In spite of this development, the department clarified that the total deployment ban will remain in place, pending validation of Kuwait’s claims it has formally charged suspects in the murder of domestic worker Jeanelyn Villavende.
Philippines, Kuwait Sign Agreement on Standard Employment Contract for OFWs
According to Labor Secretary Bello, the technical working groups of both governments have finalized a “harmonized” template contract— which comes in the wake of a total ban on deployment of Filipino workers to the Gulf State. The deal was sealed during the joint committee meeting of the two countries at the start of the month, as shared in a report by CNN Philippines.
In an interview at the Senate, Bello shared that both parties have agreed and signed to harmonize the standard contract of employment and that everything was in order.
The template contract for OFWs is contained under a provision of a 2018 labor deal between the two countries— an agreement crafted to protect the welfare of overseas Filipino workers (OFWs) in the Gulf State. Labor officials earlier attributed the delay of its finalization due to disagreements on certain rules in the provision.
Secretary Bello explained that the agreement will ensure the protection of Filipino household workers in Kuwait. It prohibits the confiscation of the workers’ mobile phones and passports and spells out standards for their proper feeding.
Bello added that the standard contract contains regulations endorsed by President Rodrigo Duterte— including allowing Filipinos to keep their passports and cellphones, setting one day off with pay, as well as designating working and sleeping hours for the OFWs.

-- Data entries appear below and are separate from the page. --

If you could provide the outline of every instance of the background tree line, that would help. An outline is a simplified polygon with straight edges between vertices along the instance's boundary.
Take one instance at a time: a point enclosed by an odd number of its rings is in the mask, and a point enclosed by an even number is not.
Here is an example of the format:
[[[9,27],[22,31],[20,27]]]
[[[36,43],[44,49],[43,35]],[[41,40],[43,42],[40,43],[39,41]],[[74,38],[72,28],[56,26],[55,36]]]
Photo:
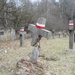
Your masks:
[[[16,32],[24,26],[25,30],[30,23],[36,23],[39,17],[47,19],[46,29],[68,30],[68,21],[75,19],[74,0],[0,0],[0,28],[14,28]]]

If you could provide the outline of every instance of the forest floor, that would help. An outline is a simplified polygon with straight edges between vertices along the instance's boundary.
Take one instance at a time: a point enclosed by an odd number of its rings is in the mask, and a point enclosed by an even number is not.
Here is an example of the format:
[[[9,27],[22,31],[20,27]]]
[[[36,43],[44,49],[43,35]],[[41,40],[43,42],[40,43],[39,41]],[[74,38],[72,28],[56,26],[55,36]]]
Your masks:
[[[39,57],[38,62],[46,67],[46,75],[75,75],[75,52],[68,51],[68,36],[42,38],[40,43],[45,58]],[[22,58],[29,60],[32,50],[31,39],[25,39],[24,47],[19,46],[19,40],[0,43],[0,75],[12,75],[16,63]]]

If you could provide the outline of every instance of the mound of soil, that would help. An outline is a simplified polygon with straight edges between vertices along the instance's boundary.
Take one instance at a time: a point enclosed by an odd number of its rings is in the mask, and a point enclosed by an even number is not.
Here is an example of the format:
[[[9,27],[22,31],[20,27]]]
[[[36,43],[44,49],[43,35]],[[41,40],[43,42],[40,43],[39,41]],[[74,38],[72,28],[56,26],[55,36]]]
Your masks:
[[[21,59],[16,64],[15,75],[45,75],[41,63],[32,63],[29,60]]]

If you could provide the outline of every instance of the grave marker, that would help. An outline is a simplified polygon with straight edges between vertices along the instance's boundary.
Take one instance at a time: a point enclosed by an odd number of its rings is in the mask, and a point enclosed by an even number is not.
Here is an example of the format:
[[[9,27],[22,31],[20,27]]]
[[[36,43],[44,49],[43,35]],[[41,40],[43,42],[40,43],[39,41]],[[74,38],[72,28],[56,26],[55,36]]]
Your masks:
[[[24,34],[25,34],[24,27],[20,28],[19,34],[20,34],[20,47],[23,47],[24,46]]]
[[[73,50],[73,32],[74,32],[74,22],[69,21],[69,49]]]
[[[37,58],[38,58],[39,53],[40,53],[39,52],[40,46],[37,43],[40,42],[42,37],[45,37],[48,39],[50,37],[50,34],[51,34],[50,31],[44,29],[45,23],[46,23],[46,19],[41,17],[38,19],[36,25],[30,24],[28,27],[28,30],[31,31],[33,34],[31,45],[34,46],[34,50],[32,52],[31,58],[30,58],[32,63],[37,62]]]

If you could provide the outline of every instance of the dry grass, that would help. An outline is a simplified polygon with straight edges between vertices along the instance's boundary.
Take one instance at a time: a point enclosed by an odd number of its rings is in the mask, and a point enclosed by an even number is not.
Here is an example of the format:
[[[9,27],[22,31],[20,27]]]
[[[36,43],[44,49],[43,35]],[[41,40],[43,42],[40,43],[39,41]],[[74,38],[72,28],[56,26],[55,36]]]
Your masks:
[[[33,49],[30,42],[31,39],[26,39],[24,47],[19,47],[18,40],[0,44],[0,75],[11,75],[17,61],[29,59],[28,55]],[[41,54],[50,59],[38,58],[46,67],[46,75],[75,75],[75,53],[66,51],[68,42],[68,37],[41,40]]]

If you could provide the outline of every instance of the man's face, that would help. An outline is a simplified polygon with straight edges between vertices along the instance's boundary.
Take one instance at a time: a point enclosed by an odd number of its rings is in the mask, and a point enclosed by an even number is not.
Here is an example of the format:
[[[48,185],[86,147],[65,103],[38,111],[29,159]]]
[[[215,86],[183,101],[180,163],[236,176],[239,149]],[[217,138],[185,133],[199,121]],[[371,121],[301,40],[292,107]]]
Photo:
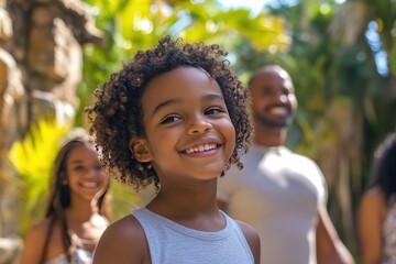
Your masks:
[[[297,99],[288,74],[278,68],[266,68],[250,85],[252,111],[256,125],[282,129],[293,120]]]

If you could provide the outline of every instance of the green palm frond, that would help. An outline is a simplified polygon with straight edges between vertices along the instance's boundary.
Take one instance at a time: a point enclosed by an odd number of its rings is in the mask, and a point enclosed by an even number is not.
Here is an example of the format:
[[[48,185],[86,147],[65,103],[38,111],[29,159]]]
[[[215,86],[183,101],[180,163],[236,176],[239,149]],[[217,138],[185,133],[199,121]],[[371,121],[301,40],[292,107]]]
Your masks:
[[[31,128],[22,142],[14,142],[9,152],[9,160],[22,179],[22,233],[31,221],[43,215],[53,162],[61,139],[69,129],[69,125],[57,125],[53,119],[41,120]]]

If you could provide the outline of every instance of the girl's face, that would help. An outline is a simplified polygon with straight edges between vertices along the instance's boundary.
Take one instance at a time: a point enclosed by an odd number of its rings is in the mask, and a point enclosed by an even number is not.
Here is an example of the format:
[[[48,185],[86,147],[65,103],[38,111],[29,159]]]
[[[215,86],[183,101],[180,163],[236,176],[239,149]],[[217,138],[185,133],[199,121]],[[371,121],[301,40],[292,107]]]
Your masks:
[[[219,176],[235,146],[235,130],[217,81],[204,69],[178,67],[154,78],[142,97],[145,138],[132,140],[141,162],[164,179]]]
[[[73,148],[66,161],[66,175],[70,187],[72,202],[77,199],[91,200],[106,190],[109,178],[99,162],[94,146]]]

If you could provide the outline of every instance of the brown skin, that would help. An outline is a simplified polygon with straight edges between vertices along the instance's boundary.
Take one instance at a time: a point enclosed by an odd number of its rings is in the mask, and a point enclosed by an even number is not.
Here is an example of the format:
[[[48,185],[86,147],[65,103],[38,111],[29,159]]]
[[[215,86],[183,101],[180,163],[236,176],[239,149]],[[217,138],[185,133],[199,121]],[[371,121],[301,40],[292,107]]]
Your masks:
[[[97,197],[108,186],[108,176],[101,169],[98,153],[94,145],[77,146],[72,150],[66,160],[66,175],[70,187],[70,206],[66,209],[66,221],[69,230],[79,238],[92,243],[82,245],[86,251],[94,252],[97,241],[108,226],[108,220],[98,215]],[[79,185],[80,182],[96,182],[96,188]],[[97,222],[99,220],[99,222]],[[46,218],[33,226],[24,241],[21,264],[40,264],[45,238],[50,229],[50,219]],[[65,254],[62,242],[61,223],[56,222],[50,238],[44,261]]]
[[[297,109],[295,90],[288,74],[278,66],[267,66],[250,81],[254,141],[264,146],[285,145],[287,125]],[[218,200],[220,209],[227,204]],[[342,244],[326,209],[318,211],[316,232],[318,263],[350,264],[352,255]]]
[[[222,230],[217,178],[234,150],[235,131],[219,85],[200,68],[178,67],[151,80],[142,106],[145,136],[133,138],[130,147],[138,161],[153,165],[161,180],[146,208],[190,229]],[[205,144],[216,147],[189,153]],[[258,235],[240,226],[258,263]],[[151,263],[144,231],[133,216],[106,230],[94,263]]]
[[[359,239],[362,250],[362,264],[380,264],[383,243],[382,227],[388,213],[384,193],[372,187],[363,195],[359,211]]]

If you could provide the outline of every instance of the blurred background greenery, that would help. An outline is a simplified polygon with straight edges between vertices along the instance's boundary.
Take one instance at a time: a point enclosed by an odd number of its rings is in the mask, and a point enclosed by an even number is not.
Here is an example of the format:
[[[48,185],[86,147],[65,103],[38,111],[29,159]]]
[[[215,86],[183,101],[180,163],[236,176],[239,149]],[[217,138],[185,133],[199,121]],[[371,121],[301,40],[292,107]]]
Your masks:
[[[80,107],[74,127],[89,128],[84,108],[92,103],[92,90],[138,50],[151,47],[166,34],[220,44],[229,51],[231,67],[243,81],[264,64],[280,64],[289,70],[299,101],[288,145],[314,158],[323,169],[330,216],[359,263],[355,230],[359,201],[372,180],[374,148],[386,133],[395,130],[396,3],[273,0],[268,4],[263,2],[260,10],[251,10],[230,9],[216,0],[85,2],[92,8],[96,24],[106,33],[107,42],[84,51]],[[51,123],[42,127],[59,130],[51,128],[56,127]],[[35,130],[45,133],[43,128]],[[26,138],[22,144],[29,145],[29,141]],[[48,158],[43,166],[50,172]],[[128,213],[130,202],[138,202],[138,198],[117,183],[112,188],[117,219]],[[46,187],[26,194],[33,200],[28,205],[23,227],[42,217],[33,208],[42,202],[38,198],[45,196]]]

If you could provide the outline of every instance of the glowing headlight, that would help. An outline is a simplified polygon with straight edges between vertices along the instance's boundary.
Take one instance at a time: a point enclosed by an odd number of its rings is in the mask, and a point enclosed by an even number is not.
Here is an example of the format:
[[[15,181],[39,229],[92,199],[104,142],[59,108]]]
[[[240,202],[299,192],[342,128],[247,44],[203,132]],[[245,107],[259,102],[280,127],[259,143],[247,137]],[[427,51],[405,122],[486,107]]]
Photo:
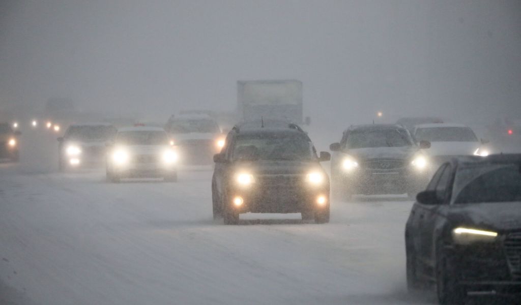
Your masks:
[[[118,165],[123,164],[128,162],[128,152],[121,149],[116,150],[112,155],[112,159],[116,164]]]
[[[253,175],[251,174],[239,174],[237,175],[237,183],[241,185],[250,185],[255,182]]]
[[[495,240],[498,233],[465,227],[457,227],[452,230],[452,239],[460,245],[468,245],[477,242],[490,243]]]
[[[307,181],[312,184],[321,184],[324,181],[324,175],[319,172],[313,172],[307,174]]]
[[[65,152],[68,156],[78,156],[81,154],[81,149],[78,146],[71,145],[67,148]]]
[[[163,158],[165,163],[170,164],[177,161],[177,154],[170,149],[167,149],[163,152]]]
[[[342,162],[342,167],[346,170],[351,170],[357,168],[358,162],[350,158],[344,159]]]
[[[423,156],[419,156],[414,158],[411,164],[419,170],[422,170],[427,167],[427,159]]]
[[[478,148],[474,151],[474,156],[479,156],[480,157],[487,157],[489,155],[488,150]]]

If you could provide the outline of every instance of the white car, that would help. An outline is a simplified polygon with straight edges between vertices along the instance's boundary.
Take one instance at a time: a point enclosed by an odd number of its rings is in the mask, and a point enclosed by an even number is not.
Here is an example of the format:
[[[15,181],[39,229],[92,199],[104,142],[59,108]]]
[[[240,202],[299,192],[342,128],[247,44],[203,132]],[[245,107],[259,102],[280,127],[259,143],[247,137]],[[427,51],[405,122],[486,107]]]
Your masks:
[[[489,152],[470,128],[462,124],[436,123],[416,125],[414,138],[417,142],[430,142],[425,150],[435,164],[441,164],[456,156],[486,157]]]
[[[122,128],[107,155],[107,179],[163,177],[177,181],[178,154],[166,132],[157,127]]]

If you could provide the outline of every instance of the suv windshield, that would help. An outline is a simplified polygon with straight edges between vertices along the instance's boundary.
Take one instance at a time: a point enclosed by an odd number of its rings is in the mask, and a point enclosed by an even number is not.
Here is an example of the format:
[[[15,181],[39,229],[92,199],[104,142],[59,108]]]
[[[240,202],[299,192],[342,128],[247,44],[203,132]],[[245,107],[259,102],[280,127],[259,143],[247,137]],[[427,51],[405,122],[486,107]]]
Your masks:
[[[345,147],[348,148],[369,147],[405,147],[411,146],[405,130],[397,129],[354,130],[349,133]]]
[[[489,164],[463,168],[456,174],[454,203],[521,201],[519,164]]]
[[[234,141],[233,159],[311,160],[315,153],[303,135],[259,134],[239,136]]]
[[[172,122],[169,131],[171,133],[218,133],[219,126],[213,120],[179,120]]]
[[[420,128],[414,135],[417,141],[430,142],[475,142],[478,138],[468,127]]]
[[[71,126],[65,137],[81,141],[103,141],[112,138],[116,132],[113,126]]]
[[[116,142],[127,145],[166,145],[168,138],[164,131],[125,131],[118,133]]]

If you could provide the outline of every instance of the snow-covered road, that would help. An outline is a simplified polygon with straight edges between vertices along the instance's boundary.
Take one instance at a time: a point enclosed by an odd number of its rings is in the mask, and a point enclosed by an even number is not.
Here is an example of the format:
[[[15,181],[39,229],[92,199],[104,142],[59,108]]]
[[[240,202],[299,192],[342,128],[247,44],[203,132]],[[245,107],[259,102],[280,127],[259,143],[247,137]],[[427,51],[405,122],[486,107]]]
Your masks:
[[[297,214],[225,226],[212,217],[211,169],[111,184],[101,171],[22,161],[0,164],[0,291],[14,303],[434,301],[406,292],[405,197],[333,202],[323,225]]]

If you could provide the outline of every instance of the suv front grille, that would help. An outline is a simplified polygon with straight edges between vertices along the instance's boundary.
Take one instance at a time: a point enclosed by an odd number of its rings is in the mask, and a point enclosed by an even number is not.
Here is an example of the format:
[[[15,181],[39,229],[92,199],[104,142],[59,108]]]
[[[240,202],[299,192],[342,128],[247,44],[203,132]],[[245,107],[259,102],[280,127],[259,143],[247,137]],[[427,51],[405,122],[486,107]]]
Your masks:
[[[402,160],[373,159],[364,162],[364,168],[371,170],[395,170],[403,168]]]
[[[508,234],[504,247],[512,277],[521,279],[521,232]]]

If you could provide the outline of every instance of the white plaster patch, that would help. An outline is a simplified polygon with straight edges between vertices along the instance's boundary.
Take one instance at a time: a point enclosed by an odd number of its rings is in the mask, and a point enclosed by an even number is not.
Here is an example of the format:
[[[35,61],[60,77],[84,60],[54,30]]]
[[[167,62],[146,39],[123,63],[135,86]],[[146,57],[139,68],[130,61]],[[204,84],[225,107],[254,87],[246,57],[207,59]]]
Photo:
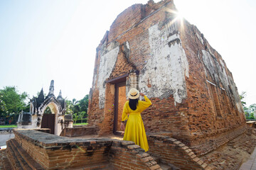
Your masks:
[[[105,81],[110,77],[117,61],[119,46],[101,56],[99,67],[99,76],[97,87],[99,89],[99,107],[103,108],[105,101]]]
[[[160,30],[158,25],[149,28],[151,57],[139,74],[139,86],[149,98],[172,94],[175,102],[181,103],[187,96],[185,75],[188,76],[188,63],[179,35],[168,37],[169,32],[174,33],[170,28]]]
[[[233,78],[228,76],[228,74],[225,72],[224,63],[221,60],[220,60],[220,64],[218,62],[214,62],[213,59],[210,56],[210,54],[208,51],[202,50],[202,52],[203,62],[206,67],[209,71],[210,76],[217,84],[219,82],[221,83],[226,91],[229,91],[230,89],[231,89],[231,94],[233,94],[233,96],[235,98],[235,104],[238,110],[240,112],[242,112],[242,106],[241,105],[235,84]],[[230,88],[229,88],[228,86],[230,86]]]
[[[202,37],[200,36],[198,33],[196,33],[196,36],[198,37],[198,38],[199,39],[199,40],[201,41],[202,45],[203,45],[203,40]]]
[[[127,47],[129,50],[130,50],[130,49],[129,49],[129,45],[128,41],[127,41],[125,43],[126,43]]]

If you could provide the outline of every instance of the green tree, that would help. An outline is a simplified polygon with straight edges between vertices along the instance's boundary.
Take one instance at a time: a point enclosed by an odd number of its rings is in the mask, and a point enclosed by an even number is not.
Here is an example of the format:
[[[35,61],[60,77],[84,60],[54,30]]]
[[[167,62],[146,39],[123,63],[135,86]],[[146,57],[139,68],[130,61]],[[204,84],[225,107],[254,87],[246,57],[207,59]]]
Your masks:
[[[0,117],[16,122],[18,113],[27,108],[27,93],[20,94],[15,86],[5,86],[0,89]]]
[[[87,109],[88,109],[88,103],[89,103],[89,95],[88,94],[85,95],[85,96],[79,101],[80,110],[85,111],[85,115],[86,115],[86,116],[87,115]]]
[[[78,120],[78,113],[73,113],[73,120],[74,120],[75,124],[75,123],[76,123],[76,121]]]
[[[246,97],[246,92],[242,91],[242,93],[240,94],[239,94],[239,97],[241,100],[242,107],[245,106],[246,102],[244,101],[244,98]]]
[[[255,119],[255,118],[254,117],[253,112],[252,112],[251,113],[250,113],[249,119]]]
[[[252,109],[252,111],[256,111],[256,103],[251,104],[249,108]]]

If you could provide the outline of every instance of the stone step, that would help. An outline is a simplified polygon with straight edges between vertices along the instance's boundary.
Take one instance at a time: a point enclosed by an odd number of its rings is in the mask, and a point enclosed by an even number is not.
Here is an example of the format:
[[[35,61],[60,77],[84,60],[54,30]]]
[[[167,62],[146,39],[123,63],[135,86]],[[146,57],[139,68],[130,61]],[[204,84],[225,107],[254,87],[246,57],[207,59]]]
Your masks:
[[[8,160],[6,150],[0,150],[0,170],[4,169],[11,169],[11,165]]]
[[[161,159],[159,157],[150,155],[155,162],[161,166],[161,169],[163,170],[178,170],[180,169],[176,167],[174,165],[171,164],[166,164],[164,162],[161,162]]]
[[[18,144],[15,139],[7,142],[7,154],[13,169],[36,170],[43,169],[32,157]]]
[[[41,170],[43,169],[38,163],[37,163],[17,142],[17,141],[13,139],[11,141],[13,145],[18,152],[18,154],[21,155],[22,159],[21,161],[24,163],[24,166],[28,168],[28,169],[31,169],[33,170]]]
[[[13,147],[11,146],[12,143],[11,140],[6,141],[6,154],[9,158],[9,161],[11,165],[11,169],[15,170],[23,170],[16,156],[14,154],[14,151],[13,150]]]
[[[111,164],[108,162],[100,163],[100,164],[94,164],[88,166],[84,166],[82,168],[71,168],[68,169],[67,170],[110,170],[114,169]]]

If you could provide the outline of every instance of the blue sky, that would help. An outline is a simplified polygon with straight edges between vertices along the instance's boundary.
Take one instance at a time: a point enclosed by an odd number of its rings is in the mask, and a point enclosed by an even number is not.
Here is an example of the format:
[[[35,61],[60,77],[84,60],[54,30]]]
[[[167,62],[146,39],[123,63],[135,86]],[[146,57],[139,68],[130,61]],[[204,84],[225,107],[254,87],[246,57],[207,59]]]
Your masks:
[[[79,100],[92,86],[96,47],[118,14],[144,0],[0,0],[0,89],[30,97],[43,87]],[[256,103],[256,2],[174,0],[225,61],[239,92]]]

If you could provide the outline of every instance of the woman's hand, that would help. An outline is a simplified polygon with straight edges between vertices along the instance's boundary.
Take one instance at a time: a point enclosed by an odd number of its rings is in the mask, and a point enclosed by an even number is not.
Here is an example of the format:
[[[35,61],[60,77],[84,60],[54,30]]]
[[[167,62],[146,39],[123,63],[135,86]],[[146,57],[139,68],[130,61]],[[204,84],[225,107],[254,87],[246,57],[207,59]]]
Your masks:
[[[124,123],[121,123],[121,130],[122,130],[122,131],[124,130]]]

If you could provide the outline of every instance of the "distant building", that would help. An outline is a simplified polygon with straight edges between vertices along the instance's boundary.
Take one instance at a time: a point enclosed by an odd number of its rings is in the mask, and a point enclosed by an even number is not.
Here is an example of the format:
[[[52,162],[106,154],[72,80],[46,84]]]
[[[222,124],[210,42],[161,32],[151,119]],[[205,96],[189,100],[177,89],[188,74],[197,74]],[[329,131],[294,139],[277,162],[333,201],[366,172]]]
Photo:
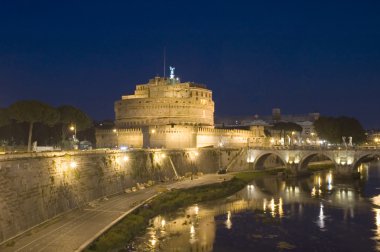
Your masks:
[[[171,69],[174,70],[174,69]],[[212,91],[193,82],[155,77],[115,102],[115,128],[96,130],[97,147],[194,148],[261,145],[264,127],[214,127]]]
[[[271,137],[270,142],[275,145],[302,144],[318,145],[319,139],[314,129],[314,122],[320,117],[319,113],[309,113],[301,115],[282,115],[281,109],[272,109],[272,115],[265,116],[232,116],[219,117],[216,120],[217,127],[249,127],[261,126]],[[283,132],[273,129],[273,125],[279,122],[296,123],[302,127],[301,132],[288,132],[285,136]]]

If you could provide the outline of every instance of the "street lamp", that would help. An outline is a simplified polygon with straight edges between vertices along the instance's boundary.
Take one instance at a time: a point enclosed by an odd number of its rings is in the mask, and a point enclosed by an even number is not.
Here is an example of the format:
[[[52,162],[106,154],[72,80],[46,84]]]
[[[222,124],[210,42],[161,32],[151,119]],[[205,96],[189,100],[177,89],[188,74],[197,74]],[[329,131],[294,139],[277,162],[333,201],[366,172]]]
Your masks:
[[[70,125],[70,130],[74,131],[73,139],[76,140],[77,139],[77,127],[76,127],[76,125],[75,124],[71,124]]]

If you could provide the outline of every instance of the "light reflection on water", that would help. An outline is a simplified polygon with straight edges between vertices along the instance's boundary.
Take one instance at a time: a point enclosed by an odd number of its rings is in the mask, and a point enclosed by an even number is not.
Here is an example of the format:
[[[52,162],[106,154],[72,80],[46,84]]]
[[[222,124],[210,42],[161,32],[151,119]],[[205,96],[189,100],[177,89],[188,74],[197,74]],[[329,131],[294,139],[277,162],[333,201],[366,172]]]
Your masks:
[[[228,198],[157,216],[137,251],[268,251],[281,242],[292,251],[380,251],[380,165],[358,170],[351,182],[331,171],[256,179]]]

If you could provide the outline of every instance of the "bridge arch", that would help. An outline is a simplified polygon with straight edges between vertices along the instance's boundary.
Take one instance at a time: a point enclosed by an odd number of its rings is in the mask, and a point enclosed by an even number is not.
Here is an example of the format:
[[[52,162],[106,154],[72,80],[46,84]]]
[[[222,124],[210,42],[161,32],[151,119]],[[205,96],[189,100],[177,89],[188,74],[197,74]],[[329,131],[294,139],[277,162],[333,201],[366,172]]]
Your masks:
[[[255,162],[253,163],[253,169],[254,170],[263,170],[265,169],[265,162],[269,160],[270,157],[275,157],[276,162],[281,162],[282,165],[286,165],[286,162],[281,155],[275,153],[275,152],[266,152],[264,154],[259,155]]]
[[[352,169],[355,171],[358,167],[370,158],[380,159],[380,153],[366,153],[361,155],[352,165]]]
[[[318,157],[318,156],[322,156],[322,157],[325,157],[326,159],[330,160],[331,162],[334,163],[334,165],[336,166],[335,164],[335,160],[333,157],[330,157],[329,155],[326,155],[326,154],[322,154],[322,153],[311,153],[311,154],[308,154],[306,155],[305,157],[303,157],[298,165],[298,170],[300,171],[304,171],[307,169],[307,166],[309,165],[309,163],[313,160],[313,158],[315,157]]]

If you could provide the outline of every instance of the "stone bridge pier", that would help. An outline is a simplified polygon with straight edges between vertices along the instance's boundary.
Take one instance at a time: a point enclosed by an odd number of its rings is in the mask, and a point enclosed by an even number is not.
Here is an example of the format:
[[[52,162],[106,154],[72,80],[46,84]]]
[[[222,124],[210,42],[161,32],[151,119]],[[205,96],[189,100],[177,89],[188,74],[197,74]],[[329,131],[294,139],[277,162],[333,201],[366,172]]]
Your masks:
[[[380,157],[380,149],[272,147],[247,150],[247,162],[251,169],[266,169],[267,160],[275,159],[279,161],[278,165],[295,175],[305,173],[308,164],[317,156],[332,161],[337,176],[347,177],[357,173],[357,167],[367,158]]]

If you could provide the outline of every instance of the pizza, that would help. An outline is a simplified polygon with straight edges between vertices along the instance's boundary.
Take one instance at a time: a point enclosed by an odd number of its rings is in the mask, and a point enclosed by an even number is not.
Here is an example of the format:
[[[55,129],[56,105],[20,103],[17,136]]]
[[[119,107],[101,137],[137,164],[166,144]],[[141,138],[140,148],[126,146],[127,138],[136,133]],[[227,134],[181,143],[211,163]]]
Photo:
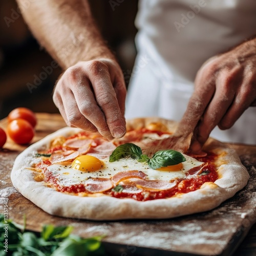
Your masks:
[[[129,120],[112,141],[67,127],[16,158],[14,186],[47,212],[95,220],[170,218],[209,210],[247,184],[236,152],[210,138],[206,156],[173,150],[177,124],[158,118]]]

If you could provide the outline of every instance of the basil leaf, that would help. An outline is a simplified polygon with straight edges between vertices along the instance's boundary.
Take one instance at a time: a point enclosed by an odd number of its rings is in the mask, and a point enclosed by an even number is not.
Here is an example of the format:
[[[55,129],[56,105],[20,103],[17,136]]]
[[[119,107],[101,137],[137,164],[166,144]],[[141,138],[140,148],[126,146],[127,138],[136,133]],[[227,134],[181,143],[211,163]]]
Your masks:
[[[139,162],[140,163],[143,163],[143,162],[146,162],[147,161],[148,161],[150,159],[148,158],[148,157],[146,155],[141,155],[140,156],[140,158],[139,159],[138,159],[138,162]]]
[[[202,172],[202,173],[201,173],[200,174],[199,174],[199,176],[202,176],[203,175],[207,175],[207,174],[209,174],[209,173],[210,172],[208,170],[204,170],[203,172]]]
[[[122,192],[123,189],[123,187],[121,185],[117,185],[117,186],[112,188],[112,191],[114,192]]]
[[[125,143],[118,146],[110,156],[110,162],[115,162],[130,156],[132,158],[139,159],[142,154],[141,148],[133,143]]]
[[[175,165],[185,161],[186,158],[180,152],[169,150],[158,151],[147,163],[151,168],[156,169],[161,167]]]
[[[35,156],[36,157],[50,157],[52,155],[51,154],[40,154],[40,153],[37,153],[35,154]]]

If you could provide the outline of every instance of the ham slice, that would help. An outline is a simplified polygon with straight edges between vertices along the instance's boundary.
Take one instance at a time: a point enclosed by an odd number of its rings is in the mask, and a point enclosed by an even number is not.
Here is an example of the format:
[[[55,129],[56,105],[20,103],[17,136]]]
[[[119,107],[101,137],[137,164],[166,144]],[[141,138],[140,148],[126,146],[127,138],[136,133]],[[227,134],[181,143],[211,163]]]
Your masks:
[[[102,159],[109,157],[116,147],[116,145],[112,142],[106,141],[95,147],[91,147],[87,155]]]
[[[79,148],[81,147],[88,147],[93,142],[91,139],[85,138],[76,137],[67,140],[63,143],[63,146],[71,148]]]
[[[53,163],[58,163],[62,162],[68,162],[74,160],[79,156],[78,151],[67,150],[59,153],[53,153],[51,156],[50,161]]]
[[[134,181],[134,183],[139,188],[142,188],[150,191],[169,189],[174,187],[177,184],[176,182],[169,182],[168,181],[159,180],[137,180]]]
[[[205,164],[201,164],[199,166],[195,166],[191,168],[187,173],[187,178],[189,179],[190,178],[192,178],[197,175],[199,175],[203,172],[204,167],[207,167],[208,165],[208,163],[205,163]]]
[[[90,179],[87,181],[86,183],[86,189],[92,193],[103,192],[110,189],[113,186],[112,182],[108,178]]]
[[[120,172],[115,174],[112,177],[112,181],[115,184],[118,184],[121,181],[132,178],[137,178],[137,179],[145,179],[147,175],[141,170],[124,170]]]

The need for a specific employment contract resurfaced following the death of Jeanelyn Villavende, a household worker killed by her Kuwaiti employer.
Villavende’s case, along with other reported “maltreatment and deaths” of OFWs— also prompted the Labor Department to impose a total ban on workers’ deployment to Kuwait.
In an earlier statement, Bello said the directive may be lifted if Kuwaiti courts take appropriate action on Villavende’s case.
Nevertheless, the ban stays in the meantime— as the department awaits status reports on the cases of OFW deaths.
The labor secretary clarified: “We asked for status report at saka ‘yung (and the) validation ng sinabi nila (what the suspects in Villavende’s case said) were formally charged.”
The government in 2018 declared a ban on workers deploying to Kuwait, which lasted four months, following the murder of domestic worker Joanna Demafelis. In May 2019, Malacañang sought the review of its memorandum of understanding with the Kuwaiti government after the killing of another Filipina, Constancia Dayag.
Meanwhile, Bello and his delegation left for Manila on Monday afternoon (February 3) together with 68 distressed OFWs who were mostly victims of sexual, physical or verbal abuse, non-payment of salaries, overwork and lack of food.